2- Quelques propositions :

- Pour Auteuil, décaler le calendrier des courses d’obstacle en hiver, à l’instar de ce qui se fait en Angleterre (débuter le 15/09 et terminer le 15/12) et limiter les courses en été afin d’être plus adapté à l’effort demandé aux chevaux et à la qualité des terrains.

- Les partants sont nombreux à Pau et Cagnes l'hiver, nous pourrions fournir également des partants sur d'autres hippodromes choisis tels que Fontainebleau, qui pourrait être beaucoup plus exploité en hiver, du 1/11 au 15/03, ainsi que certains grands hippodromes du Centre-Est et grand Ouest.

- Placer les courses dans les régions où sont les centres d’entraînement obstacle, en Centre-Est, de Dragey à Royan (pour limiter les déplacements).

- Ajouter un échelon supplémentaire en région avant de courir à Paris, pour les chevaux qui n’ont pas l’aptitude pour courir en région parisienne et pour durcir les chevaux qui, ensuite, iront à Auteuil (ces courses-là doivent être courues sur les pôles régionaux).

- L'arrosage des hippodromes doit être irréprochable pour la discipline, et régulier. Il faut également utiliser les cordage et décordage.

- Réviser le programme pour le rendre national et non pas régional, ainsi que les conditions de courses en les simplifiant. Traiter en même temps les courses premium et P.M.H., afin de favoriser les partants en courses premium.

- Répartir l'enveloppe des allocations différemment, en payant jusqu'à la septième place dans toutes les courses premium, cela inciterait les entraîneurs à engager et courir leurs chevaux, tout en limitant cette mesure à la condition d’avoir au moins 10 partants (ou 8).

- Pour valoriser notre élevage et avoir des pedigrees similaires aux étrangers, il faut augmenter le nombre de courses Listeds et Groupes (dans la même enveloppe).

- Continuer à développer le programme pour femelles

- Mettre davantage en valeur nos gagnants de Gr1 (propriétaires, éleveurs, entraîneurs, jockeys)

- L’augmentation du nombre de handicaps n’est pas une solution car cela prend des partants aux courses à conditions, sans apporter de recettes supplémentaires car cela n’entraîne pas une hausse significative des enjeux, en même temps cela phagocyte les autres courses valorisantes.

- Le F.R.B.C. devrait changer son discours : attirer des propriétaires étrangers à venir courir et entraîner en France, motiver les entraîneurs à courir en France, en outre le programme et le niveau des allocations en France sont d’un très bon niveau.

- L’obstacle doit garder de la visibilité avec des courses planifiées les week-ends et avec de bons horaires.

Conclusion:

Les courses et l'élevage d'obstacle français sont les plus beaux fleurons de notre Institution, l'obstacle est une discipline populaire et franco-française reconnue leader mondialement.

Elle ne peut pas être considérée comme le parent pauvre de l'Institution, bien au contraire. Elle doit même être privilégiée dans la politique des courses et les décisions prises, car nous avons le devoir de défendre et de soutenir ce qui marche, ainsi que ce qui est une production et un domaine économique bien vivant de notre territoire.
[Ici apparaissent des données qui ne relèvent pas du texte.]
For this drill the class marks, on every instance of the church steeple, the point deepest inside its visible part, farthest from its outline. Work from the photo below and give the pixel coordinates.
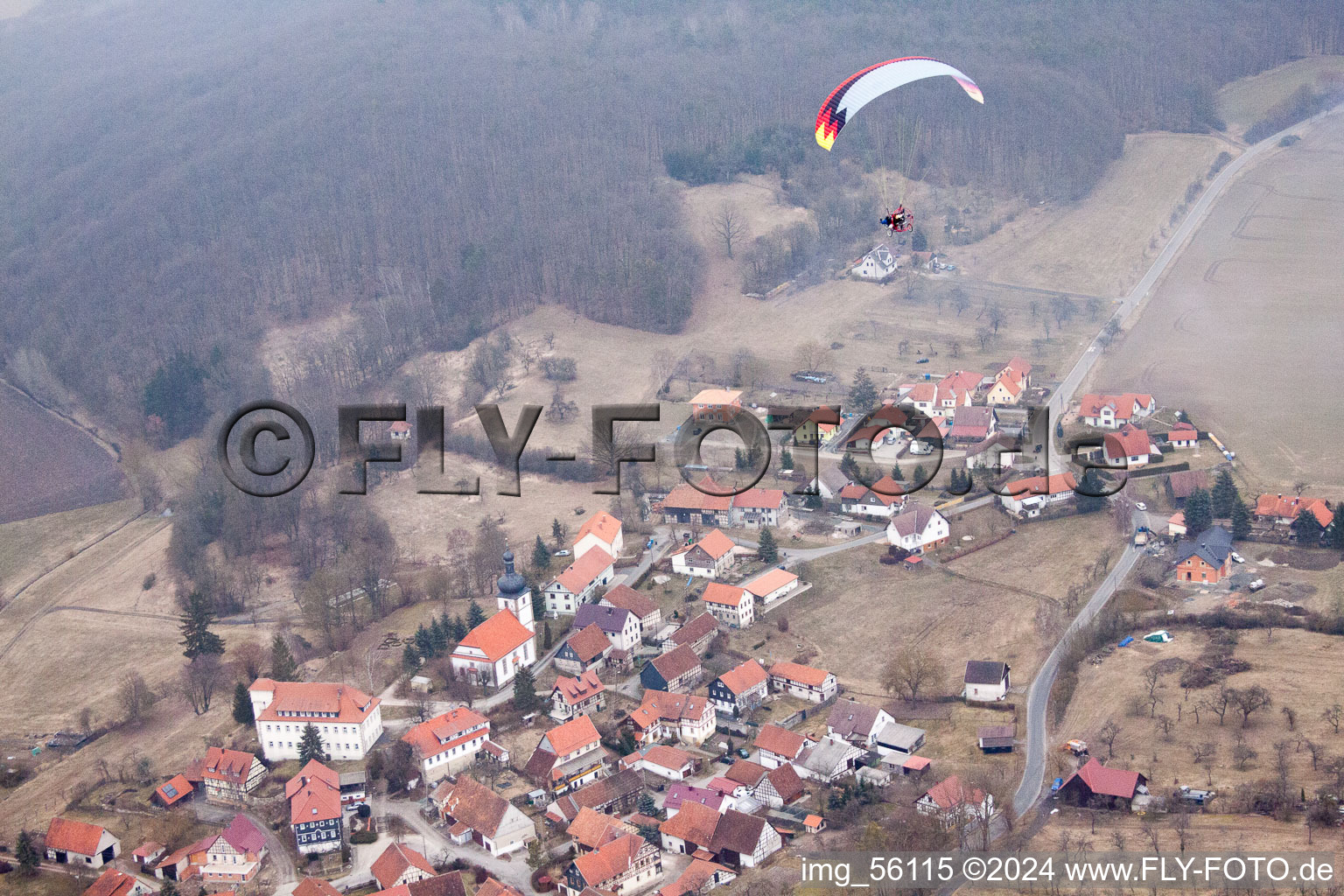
(514, 595)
Il est important que le galop continue à marcher sur ses deux jambes, avec le plat et l’obstacle. Sans l’une ou l’autre, le galop ne ferait que boiter.

France Galop, Equidia, le PMU, le G.T.H.P., etc., ont fait des économies depuis 5 ou 6 ans. Cette année, l’enveloppe des encouragements a été réduite de 25 millions d’euros. Nous ne pourrons pas demander aux socioprofessionnels de nouveaux efforts. Le PMU et l’État sont les deux leviers qui devront être activés pour maintenir les recettes.